Q–We have a brick house that is over 50 years old and some of the mortar joints have started to crumble with sections even falling out. I’ve been told by a bricklayer that the joints need to be repaired by tuckpointing.
The price he quoted was way too high for us to afford. But since most of the cost would be for time-consuming labor, I thought I would like to try doing the job myself.
Are there any special tools or techniques I need to know about that will make the job easier or more effective?
A–If there is a great deal of tuckpointing to do then it would be advisable to buy several specialized tools: a tuckpointing trowel, a tuckpointing chisel and a hawk (a square piece of metal or wood with a handle underneath, which is used for carrying mortar or plaster).
You will also need a small hand-held sledge hammer or other hammer suitable for striking metal. Use the hammer and chisel to remove all of the old mortar that is cracking or crumbling down to a depth of at least one-half inch.
Brush out debris and dust, then clean with a light spray from a hose. Mix up some tuckpointing mortar and put a large glob onto the surface of the hawk.
Then while holding the hawk against the surface of the brick, use the tuckpointing trowel to pack the mortar tightly into the recessed joint between the bricks.
Before the mortar sets up completely, smooth off and tool the surface of the new mortar joint to match the existing mortar joints by using either a special brick-jointing tool, or the point of a small triangular trowel.
Q–When it rains heavily, water trickles in through cracks in one of my basement walls directly under one of the windows.
There is a hill behind this wall and the window is below ground level with a recessed well around it.
Should I patch the cracks in the concrete wall under the window, or should I put down drain tile to carry the ground water away?
A–I don’t think patching the cracks will solve your problem. Waterproofing the outside of this wall and installing drain tile along the footing would be the most effective, but this is expensive.

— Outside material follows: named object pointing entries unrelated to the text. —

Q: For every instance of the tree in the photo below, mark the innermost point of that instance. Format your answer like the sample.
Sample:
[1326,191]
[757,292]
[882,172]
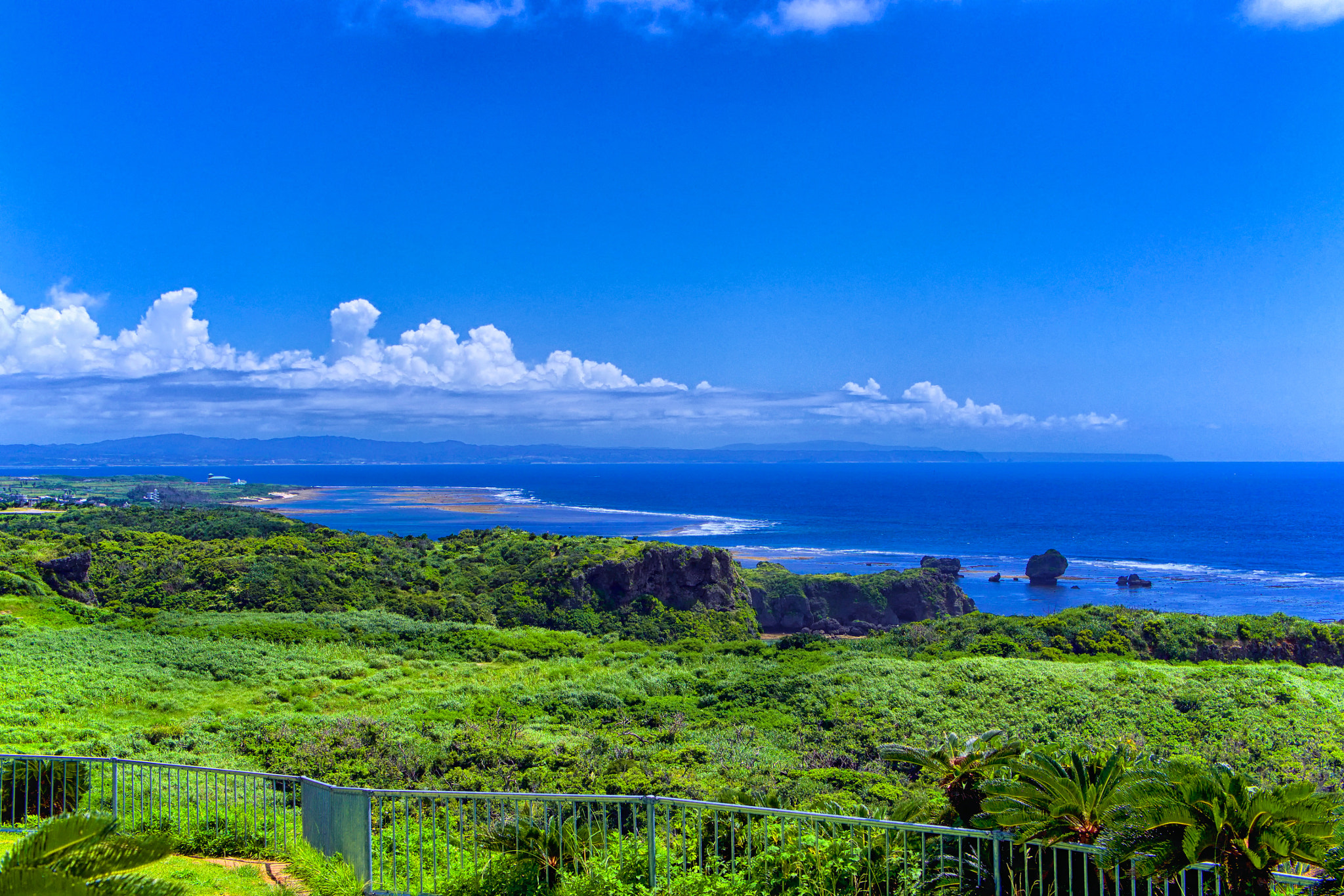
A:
[1215,815]
[79,855]
[960,766]
[1072,798]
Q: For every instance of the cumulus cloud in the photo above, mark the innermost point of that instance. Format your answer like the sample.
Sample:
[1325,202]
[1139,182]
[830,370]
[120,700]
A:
[820,16]
[60,297]
[782,16]
[479,14]
[872,390]
[927,405]
[169,370]
[1301,14]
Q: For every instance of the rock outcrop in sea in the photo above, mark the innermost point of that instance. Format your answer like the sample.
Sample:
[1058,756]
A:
[1046,569]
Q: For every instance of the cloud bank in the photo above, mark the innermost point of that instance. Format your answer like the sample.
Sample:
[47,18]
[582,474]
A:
[766,16]
[55,365]
[1299,14]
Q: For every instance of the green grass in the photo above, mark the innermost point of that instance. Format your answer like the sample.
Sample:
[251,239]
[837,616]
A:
[198,876]
[569,712]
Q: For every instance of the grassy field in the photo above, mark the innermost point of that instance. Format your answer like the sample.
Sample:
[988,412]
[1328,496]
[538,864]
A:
[201,878]
[569,712]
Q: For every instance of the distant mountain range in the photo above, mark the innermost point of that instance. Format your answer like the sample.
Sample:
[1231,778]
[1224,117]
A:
[194,451]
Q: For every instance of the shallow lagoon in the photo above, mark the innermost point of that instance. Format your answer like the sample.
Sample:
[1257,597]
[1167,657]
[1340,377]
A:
[1213,538]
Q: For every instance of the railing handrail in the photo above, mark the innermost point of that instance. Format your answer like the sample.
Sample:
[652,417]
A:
[647,800]
[160,765]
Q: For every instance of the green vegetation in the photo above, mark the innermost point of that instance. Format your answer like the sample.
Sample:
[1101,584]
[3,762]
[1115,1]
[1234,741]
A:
[495,660]
[218,559]
[377,699]
[1125,633]
[1186,815]
[81,853]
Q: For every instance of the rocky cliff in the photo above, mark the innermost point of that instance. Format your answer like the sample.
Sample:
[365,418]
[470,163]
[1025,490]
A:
[682,578]
[852,603]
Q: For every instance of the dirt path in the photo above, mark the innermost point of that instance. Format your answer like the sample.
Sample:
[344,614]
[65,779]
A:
[277,872]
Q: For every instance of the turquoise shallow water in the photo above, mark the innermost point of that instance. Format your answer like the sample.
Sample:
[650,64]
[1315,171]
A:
[1213,538]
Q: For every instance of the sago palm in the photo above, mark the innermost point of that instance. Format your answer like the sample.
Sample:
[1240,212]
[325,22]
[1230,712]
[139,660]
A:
[550,845]
[960,765]
[1072,798]
[81,855]
[1221,816]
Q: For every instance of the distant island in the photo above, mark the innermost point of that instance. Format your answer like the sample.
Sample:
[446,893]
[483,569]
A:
[180,451]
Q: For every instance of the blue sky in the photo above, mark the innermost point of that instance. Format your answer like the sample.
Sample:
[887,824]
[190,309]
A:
[1110,225]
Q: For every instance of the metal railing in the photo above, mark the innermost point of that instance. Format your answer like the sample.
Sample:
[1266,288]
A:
[417,842]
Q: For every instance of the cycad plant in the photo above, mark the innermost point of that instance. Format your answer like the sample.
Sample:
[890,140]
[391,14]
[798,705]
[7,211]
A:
[81,855]
[550,845]
[960,765]
[1068,798]
[1219,816]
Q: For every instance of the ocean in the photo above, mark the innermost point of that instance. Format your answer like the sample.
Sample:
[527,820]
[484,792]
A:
[1213,538]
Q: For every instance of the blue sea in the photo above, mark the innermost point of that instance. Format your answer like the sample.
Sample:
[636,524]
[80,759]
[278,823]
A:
[1213,538]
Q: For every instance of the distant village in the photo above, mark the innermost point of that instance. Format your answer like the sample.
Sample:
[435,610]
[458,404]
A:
[55,492]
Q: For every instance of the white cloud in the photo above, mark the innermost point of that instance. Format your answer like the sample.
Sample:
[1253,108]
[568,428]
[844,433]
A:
[60,297]
[1301,14]
[925,405]
[820,16]
[659,16]
[169,369]
[465,12]
[872,390]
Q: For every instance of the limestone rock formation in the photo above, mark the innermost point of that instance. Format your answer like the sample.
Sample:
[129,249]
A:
[950,566]
[1045,569]
[683,578]
[66,574]
[852,603]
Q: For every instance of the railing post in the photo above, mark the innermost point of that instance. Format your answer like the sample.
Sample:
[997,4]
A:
[651,813]
[116,796]
[999,888]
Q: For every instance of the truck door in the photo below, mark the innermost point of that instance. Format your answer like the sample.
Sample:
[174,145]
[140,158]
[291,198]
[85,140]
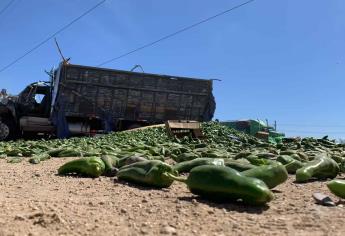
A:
[35,101]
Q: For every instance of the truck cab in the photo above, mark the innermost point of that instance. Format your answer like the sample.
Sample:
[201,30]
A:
[26,113]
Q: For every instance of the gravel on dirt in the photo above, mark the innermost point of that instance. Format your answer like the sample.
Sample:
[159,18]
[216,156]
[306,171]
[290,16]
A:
[35,201]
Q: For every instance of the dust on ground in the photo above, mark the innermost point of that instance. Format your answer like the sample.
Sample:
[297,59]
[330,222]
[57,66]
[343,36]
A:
[35,201]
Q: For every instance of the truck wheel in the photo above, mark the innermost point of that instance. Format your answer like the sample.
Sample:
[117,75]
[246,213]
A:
[7,130]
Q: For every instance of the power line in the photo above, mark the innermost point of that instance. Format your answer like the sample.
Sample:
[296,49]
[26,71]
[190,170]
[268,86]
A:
[175,33]
[52,36]
[6,7]
[312,125]
[312,132]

You might try diverting the ground water that runs off the hill by digging a trench uphill of the house and parallel to it. This should be at least 10 feet away from the foundation and about 12 inches deep and 12 to 18 inches wide.
Fill this trench with gravel and make sure the trench extends past the house on each side. It should also slope downward at each end so that water can easily flow out of the ends.
Water coming down off the hill will be caught in the trench and diverted around each side of the house instead of running against the basement wall.